Jeszcze w maju nasza kadra kobiet wyjedzie na zgrupowanie szkoleniowe do Włoch, gdzie na zakończenie pobytu rozegra mecz międzypaństwowy z drużyną gospodarzy.
Zbigniew Górski
Prezes PZB
Faktem to jest że Polski boks amatorski jest na dnie i tak się składa że akurat w tym sporcie medali nie dają za gadanie :) wiec może by tak wziąć się do roboty i nie mielić bezsensownie jęzorem ?
"Ale faktem jest także – i trzeba o tym pamiętać ..."
Ta wyliczanka trochę przypomina słowa leśnego dziada Strejlaua, o tym że Robert Lewandowski zawdzięcza swój sukces polskiej myśli szkoleniowej :( bo przecież nie samozaparciu, ciężkiej pracy nad sobą i odrobinie talentu.

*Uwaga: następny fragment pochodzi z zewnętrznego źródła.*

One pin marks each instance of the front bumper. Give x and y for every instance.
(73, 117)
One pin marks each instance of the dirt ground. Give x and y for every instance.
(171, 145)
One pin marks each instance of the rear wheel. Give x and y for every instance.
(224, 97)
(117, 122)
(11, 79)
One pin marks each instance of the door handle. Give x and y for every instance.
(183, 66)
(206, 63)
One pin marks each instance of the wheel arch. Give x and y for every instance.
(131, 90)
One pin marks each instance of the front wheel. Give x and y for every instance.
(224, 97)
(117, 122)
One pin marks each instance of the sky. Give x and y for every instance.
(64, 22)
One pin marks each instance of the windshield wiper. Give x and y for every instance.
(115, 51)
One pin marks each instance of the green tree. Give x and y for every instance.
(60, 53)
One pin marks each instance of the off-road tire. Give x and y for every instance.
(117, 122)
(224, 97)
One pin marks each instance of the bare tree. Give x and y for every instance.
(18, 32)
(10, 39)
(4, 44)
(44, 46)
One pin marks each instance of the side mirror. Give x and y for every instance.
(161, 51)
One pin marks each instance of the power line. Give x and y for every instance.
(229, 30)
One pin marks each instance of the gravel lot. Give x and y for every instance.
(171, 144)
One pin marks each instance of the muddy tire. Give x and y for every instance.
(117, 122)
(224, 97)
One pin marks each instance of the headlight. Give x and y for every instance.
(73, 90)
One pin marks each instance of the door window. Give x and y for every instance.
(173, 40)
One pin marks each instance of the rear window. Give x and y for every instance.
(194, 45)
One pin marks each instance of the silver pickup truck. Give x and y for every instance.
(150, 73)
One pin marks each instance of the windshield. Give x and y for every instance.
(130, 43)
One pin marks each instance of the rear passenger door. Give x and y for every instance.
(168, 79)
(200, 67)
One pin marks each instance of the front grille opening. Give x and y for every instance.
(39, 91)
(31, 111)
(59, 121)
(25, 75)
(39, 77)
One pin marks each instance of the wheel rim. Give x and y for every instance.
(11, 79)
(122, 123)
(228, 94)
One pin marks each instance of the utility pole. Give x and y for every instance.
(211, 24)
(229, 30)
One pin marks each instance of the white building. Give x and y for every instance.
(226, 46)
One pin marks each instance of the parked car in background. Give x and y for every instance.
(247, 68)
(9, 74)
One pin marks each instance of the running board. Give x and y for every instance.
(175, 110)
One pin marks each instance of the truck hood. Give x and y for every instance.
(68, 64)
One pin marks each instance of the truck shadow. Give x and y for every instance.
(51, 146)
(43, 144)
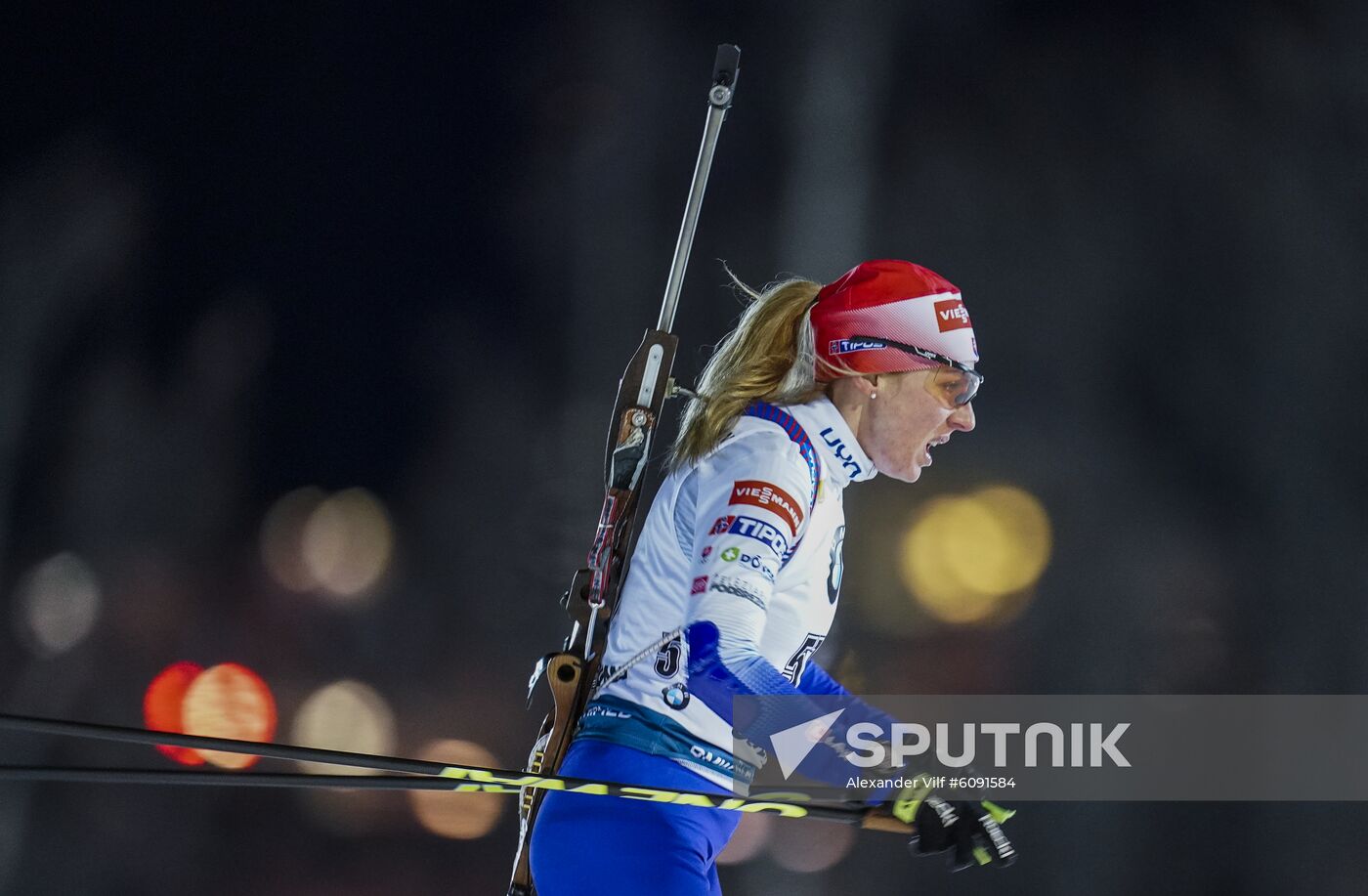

Życzę powodzenia na ME w Mińsku.
Dobrze by było mieć jakiegoś mistrza w HW , albo złotego medalistę olimpijskiego , to więcej dzieciaków by się garnęło do tego sportu , bo podstawa by wygrywać medale , to praca z dziećmi , jak to ma miejsce w Anglii , Rosji czy Kubie
Z niczego sukcesy się nie biorą,są tylko pewne przypadki.W Kazachstanie boks jest numer jeden i tam mają sukcesy,a u nas piłka nożna i lipa.Amerykanie nie mają sukcesów,bo tam jest bardzo dużo alternatyw.Jakby w Polsce był boks amatorski na wysokim poziomie i organizowane byłyby imprezy z najlepszymi na świecie,to ludzi na widowni byłoby sporo,chętnie wybrałbym się i pooglądał następnych wielkich mistrzów.